When the Malai Tikka finally arrived, most of the Curry Club were finishing up. With some prompting, though, most managed to find enough room to try this incredibly succulent chicken, which was even more heavenly when paired with its accompanying sauce. Though no words were spoken, a knowing look between Ravi and Trampy seemed to acknowledge that they had done remarkably well out of the whole snafu – as well as dining like kings from the dishes of their peers, and scoffing most of the extra curry offered as recompense, they could also linger over their own char-grilled chicken without having to fend off advances from their groaning, sated peers. The table seemed to agree: this was one of the best curry experiences in TATTGOC’s short history, even without booze.

As the dust settled, the manager came over to apologise for the delay, even offering to knock a dish off the final bill. Yet the food had been so enjoyable, the atmosphere so vibrant and the service so good, the Tramps gallantly waved away any suggestion of a discount (this magnanimous gesture was perhaps spurred on by the fact that the manager was an attractive young woman). So, with plenty of time to go back to The Laurieston for a nightcap, it was time for the final scores on the doors. When the bill arrived, it was remarkably cheap, working out at a little over £12.50 a head for a two-course feast for six. Perhaps Trampy, though, had consumed too much. “£20 each should cover it, lads,” proclaimed TATTGOC’s self-appointed man-of-letters with his usual booming confidence, unaware that his mental arithmetic was as unexercised as the rest of him. Onward to February! And ... Edinburgh!? Surely not ...

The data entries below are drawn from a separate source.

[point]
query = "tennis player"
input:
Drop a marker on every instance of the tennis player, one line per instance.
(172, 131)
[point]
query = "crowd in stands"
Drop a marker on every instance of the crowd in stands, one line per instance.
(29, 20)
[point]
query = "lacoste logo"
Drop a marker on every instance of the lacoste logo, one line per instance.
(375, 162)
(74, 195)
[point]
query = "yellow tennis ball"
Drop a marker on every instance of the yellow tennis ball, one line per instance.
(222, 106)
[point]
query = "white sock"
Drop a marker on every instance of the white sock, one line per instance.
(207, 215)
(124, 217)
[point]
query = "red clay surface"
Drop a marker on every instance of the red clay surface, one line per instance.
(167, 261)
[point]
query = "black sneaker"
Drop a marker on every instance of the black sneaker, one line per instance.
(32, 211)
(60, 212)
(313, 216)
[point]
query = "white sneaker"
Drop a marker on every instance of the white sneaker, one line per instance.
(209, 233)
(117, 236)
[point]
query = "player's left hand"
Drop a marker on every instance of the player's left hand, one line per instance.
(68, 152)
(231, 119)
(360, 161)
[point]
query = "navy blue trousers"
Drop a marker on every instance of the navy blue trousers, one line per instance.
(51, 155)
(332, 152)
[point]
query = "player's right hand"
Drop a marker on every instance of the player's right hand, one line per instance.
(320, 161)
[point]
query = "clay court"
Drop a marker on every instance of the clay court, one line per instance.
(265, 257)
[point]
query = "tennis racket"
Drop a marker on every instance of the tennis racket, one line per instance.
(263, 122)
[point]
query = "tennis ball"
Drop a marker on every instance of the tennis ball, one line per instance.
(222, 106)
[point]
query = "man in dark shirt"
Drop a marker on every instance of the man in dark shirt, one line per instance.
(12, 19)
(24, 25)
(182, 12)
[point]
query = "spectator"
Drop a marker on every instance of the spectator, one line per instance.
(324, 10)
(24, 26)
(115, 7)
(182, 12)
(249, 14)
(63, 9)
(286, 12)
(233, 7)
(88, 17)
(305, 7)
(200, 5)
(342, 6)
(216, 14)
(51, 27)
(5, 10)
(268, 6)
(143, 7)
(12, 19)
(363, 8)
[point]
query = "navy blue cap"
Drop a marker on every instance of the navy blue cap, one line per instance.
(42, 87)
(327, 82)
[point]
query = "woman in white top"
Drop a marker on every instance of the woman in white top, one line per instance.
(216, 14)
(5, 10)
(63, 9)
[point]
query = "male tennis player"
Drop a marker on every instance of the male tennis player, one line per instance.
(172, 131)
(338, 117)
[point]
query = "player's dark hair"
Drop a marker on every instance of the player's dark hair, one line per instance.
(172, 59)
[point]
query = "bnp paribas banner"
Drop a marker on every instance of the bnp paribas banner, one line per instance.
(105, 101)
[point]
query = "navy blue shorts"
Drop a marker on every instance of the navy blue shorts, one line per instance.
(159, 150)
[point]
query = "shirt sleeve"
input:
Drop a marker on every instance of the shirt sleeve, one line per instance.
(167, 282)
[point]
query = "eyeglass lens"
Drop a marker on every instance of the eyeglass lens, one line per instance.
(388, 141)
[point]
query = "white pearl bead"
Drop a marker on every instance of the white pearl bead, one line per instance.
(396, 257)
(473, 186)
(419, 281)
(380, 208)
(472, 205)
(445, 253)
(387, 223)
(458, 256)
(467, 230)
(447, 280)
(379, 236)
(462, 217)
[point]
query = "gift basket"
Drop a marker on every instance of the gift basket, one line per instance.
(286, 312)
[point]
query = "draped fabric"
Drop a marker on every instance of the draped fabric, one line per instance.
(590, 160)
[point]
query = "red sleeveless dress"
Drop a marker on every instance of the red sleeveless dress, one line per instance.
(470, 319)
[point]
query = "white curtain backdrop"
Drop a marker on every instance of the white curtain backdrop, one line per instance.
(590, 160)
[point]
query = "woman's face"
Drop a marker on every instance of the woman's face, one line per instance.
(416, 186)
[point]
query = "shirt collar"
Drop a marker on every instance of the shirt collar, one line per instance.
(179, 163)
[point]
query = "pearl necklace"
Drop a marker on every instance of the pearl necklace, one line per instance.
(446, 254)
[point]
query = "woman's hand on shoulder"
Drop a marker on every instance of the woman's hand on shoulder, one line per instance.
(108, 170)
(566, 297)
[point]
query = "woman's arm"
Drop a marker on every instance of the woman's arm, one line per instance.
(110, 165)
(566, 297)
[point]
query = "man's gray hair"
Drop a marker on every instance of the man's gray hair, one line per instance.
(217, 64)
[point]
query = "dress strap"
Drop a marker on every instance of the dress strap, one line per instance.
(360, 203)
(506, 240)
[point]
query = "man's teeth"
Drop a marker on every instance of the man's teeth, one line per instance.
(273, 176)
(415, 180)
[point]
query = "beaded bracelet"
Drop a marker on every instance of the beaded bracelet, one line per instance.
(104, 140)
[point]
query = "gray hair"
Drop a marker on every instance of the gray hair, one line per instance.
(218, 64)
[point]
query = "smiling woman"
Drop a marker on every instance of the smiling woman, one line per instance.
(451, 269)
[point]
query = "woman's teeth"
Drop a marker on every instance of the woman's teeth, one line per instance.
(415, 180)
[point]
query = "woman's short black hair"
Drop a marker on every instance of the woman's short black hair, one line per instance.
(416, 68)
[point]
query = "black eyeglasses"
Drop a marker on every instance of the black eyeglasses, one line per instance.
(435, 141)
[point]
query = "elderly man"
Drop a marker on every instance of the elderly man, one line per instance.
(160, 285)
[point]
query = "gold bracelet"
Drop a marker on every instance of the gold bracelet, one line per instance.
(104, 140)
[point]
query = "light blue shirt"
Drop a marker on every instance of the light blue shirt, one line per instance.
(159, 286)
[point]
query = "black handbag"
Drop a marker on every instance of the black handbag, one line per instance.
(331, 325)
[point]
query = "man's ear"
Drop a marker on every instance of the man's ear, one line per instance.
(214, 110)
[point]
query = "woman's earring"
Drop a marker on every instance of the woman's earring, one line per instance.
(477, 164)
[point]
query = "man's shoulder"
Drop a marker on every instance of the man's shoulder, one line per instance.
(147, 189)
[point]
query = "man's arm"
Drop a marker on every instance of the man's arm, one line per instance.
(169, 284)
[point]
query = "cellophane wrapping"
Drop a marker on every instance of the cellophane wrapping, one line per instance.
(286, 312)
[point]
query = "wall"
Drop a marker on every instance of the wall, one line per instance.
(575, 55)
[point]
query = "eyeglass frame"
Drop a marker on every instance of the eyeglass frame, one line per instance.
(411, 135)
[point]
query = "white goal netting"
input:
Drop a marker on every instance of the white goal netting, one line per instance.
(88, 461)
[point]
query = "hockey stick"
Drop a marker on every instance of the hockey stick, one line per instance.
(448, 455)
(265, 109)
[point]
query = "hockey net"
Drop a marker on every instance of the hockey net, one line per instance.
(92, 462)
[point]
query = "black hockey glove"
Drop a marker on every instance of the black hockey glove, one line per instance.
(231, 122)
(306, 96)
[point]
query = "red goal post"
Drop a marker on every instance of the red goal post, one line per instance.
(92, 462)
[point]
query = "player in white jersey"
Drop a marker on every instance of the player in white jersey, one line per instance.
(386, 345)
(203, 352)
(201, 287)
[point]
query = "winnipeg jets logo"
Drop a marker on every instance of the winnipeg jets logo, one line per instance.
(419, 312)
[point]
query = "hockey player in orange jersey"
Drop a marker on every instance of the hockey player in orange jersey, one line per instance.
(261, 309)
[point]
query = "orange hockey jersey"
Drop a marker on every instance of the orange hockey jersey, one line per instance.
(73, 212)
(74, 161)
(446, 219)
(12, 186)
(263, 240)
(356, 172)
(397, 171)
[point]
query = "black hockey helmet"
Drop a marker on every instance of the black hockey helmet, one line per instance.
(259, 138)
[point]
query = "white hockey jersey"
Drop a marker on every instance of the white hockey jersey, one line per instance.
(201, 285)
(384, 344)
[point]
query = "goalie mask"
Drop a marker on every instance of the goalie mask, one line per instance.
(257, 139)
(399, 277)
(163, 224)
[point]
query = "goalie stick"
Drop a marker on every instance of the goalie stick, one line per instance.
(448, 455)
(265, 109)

Range Of Drinks: Unlicensed, but a range of soft drinks, lassis and hot drinks, including Moroccan mint tea.

Highlights: Attentive service, delicious lassis, impressive main courses – all at a great value price.

Lowlights: Having to wait for the Malai Tikka was a pain, but was dealt with efficiently, and awesomely, by offering free food.

The Verdict: A heartwarming experience!

The Damage: £67.30! (tip: £8.70)


Duke Mitchell said...

Excellent write up Trampy. Though I must stress that despite not being the noisiest person in the room, I was still the sweatiest.

Trampy said...

You could tell the exact moment the fiery chicken curry kicked in when everyone's glasses began sliding down their noses. Sweat-tacular!